Sangat menyedihkan melihat Indonesia adalah sebuah negara yang sangat terkenal sebagai negara agraris, yang memiliki banyak sumber daya alam, baik di darat maupun di perairan, tetapi untuk hasil pertanian seperti kedelai saja tidak lagi bisa memenuhi kebutuhan produsen tahu dan tempe hingga  harus diimpor dari luar negeri.

Masih berlakukah  negeri yang dengan julukan negara agraris tersebut kalau terus menerus impor bahan pangan?


Bila saja diberlakukan sistem Islam dalam menanggulangi kemandirian sumber pangan suatu negara tentulah beda cara dan hasilnya.  Islam adalah agama yang paripurna, sempurna dalam mengatur seluruh aspek kehidupan, hingga kebutuhan pokok manusia pun dalam hal ini sumber pangan  wajib diperhatikan. Kelak di akhirat seorang pemimpin   akan dimintai pertanggung jawaban di hadapan Allah  meskipun hanya satu saja dari rakyatnya yang kesulitan pangan  hingga kelaparan apalagi sampai mengakibatkan kematian.

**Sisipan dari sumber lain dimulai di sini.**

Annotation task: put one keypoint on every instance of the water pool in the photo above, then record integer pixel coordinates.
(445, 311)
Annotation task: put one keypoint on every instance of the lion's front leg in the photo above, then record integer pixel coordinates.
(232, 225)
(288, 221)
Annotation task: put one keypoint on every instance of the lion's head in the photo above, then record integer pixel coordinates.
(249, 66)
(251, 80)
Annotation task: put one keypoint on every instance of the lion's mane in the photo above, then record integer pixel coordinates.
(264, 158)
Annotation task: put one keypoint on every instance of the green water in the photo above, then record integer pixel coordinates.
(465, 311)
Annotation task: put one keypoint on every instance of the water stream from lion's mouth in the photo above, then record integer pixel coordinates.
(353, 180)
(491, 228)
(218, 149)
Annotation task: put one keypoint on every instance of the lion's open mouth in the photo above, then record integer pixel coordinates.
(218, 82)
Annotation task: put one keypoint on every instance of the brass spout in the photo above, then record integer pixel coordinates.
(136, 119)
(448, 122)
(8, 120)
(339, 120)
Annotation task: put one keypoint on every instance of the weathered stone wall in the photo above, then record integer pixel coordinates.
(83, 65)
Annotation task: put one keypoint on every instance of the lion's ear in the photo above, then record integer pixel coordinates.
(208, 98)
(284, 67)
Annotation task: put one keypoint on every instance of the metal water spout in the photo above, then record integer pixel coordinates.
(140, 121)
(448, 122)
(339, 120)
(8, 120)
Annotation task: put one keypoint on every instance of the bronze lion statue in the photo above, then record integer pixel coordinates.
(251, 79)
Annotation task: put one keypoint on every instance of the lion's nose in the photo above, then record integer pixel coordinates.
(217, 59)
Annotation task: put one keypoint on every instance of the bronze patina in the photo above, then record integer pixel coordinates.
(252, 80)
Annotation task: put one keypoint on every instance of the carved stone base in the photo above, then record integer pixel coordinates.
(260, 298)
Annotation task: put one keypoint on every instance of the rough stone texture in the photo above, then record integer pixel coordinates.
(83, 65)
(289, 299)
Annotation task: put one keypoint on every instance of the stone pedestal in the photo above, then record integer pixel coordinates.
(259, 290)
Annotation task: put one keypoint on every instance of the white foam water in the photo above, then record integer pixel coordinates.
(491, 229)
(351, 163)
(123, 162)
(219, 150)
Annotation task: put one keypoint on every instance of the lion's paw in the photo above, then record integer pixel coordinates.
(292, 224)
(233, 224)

Sebagai upaya peningkatan produktivitas lahan, syariah Islam  sangat menaruh perhatian pada pendaya gunaan lahan melalui tanah mati.

Menurut hukum Islam tanah mati adalah tanah yang tidak ada pemiliknya atau tampak tidak pernah dimiliki oleh seseorang, serta tidak tampak ada bekas apa pun yang menunjukkan bahwa tanah tersebut pernah dikelola baik berupa pagar, tanaman bekas bangunan atau bentuk pengelolaan lainnya. Jadi pada tanah mati tersebut dibolehkan siapa pun  untuk mengelolanya  menjadikan tanah tersebut bermanfaat untuk berbagai keperluan atau menjadikan tanah tersebut siap untuk langsung ditanami dan tanah itu menjadi milik orang menghidupkannya, sebagaimana sabda Rasulullah SAW yang artinya  "Siapa saja yang menghidupkan tanah mati, maka tanah itu menjadi miliknya.” (HR.tirmidzi, Abu Daud).


Dengan dimanfaatkannya tanah-tanah mati yang jumlahnya tidak sedikit itu insya Allah masyarakat bisa menghasilkan sumber bahan pangan sendiri, di samping pemerintah juga berperan aktif menghentikan ketergantungan impor bahan-bahan pokok bila jumlahnya memadai dari dalam negeri sendiri.


Dalam Al-Quran juga  banyak dijelaskan bahwasanya dari tanah pertanianlah diperoleh sumber makanan bagi kehidupan Manusia, salah satunya seperti yang tertuang dalam Surat Al-A’raf: 7.


“Dan sungguh Kami telah menempatkan Kamu di bumi dan di sana Kami sediakan (sumber) penghidupan untukmu…”


Sebenarnya jika kita mau mengkaji dan mendalami Islam secara kaffah maka ada banyak petunjuk dalam  Al-Quran  dan juga  contoh konkret yang obyektif terhadap persoalan mengenai pertanian dan ketahanan pangan. Sebagai bangsa yang mayoritas penganut Islam sudah seharusnya kita menjalankan apa yang ditunjukkan dan diajarkan dalam Al-Quran tersebut agar selamat dunia akhirat dalam hal apa pun termasuk ketahanan pangan ini.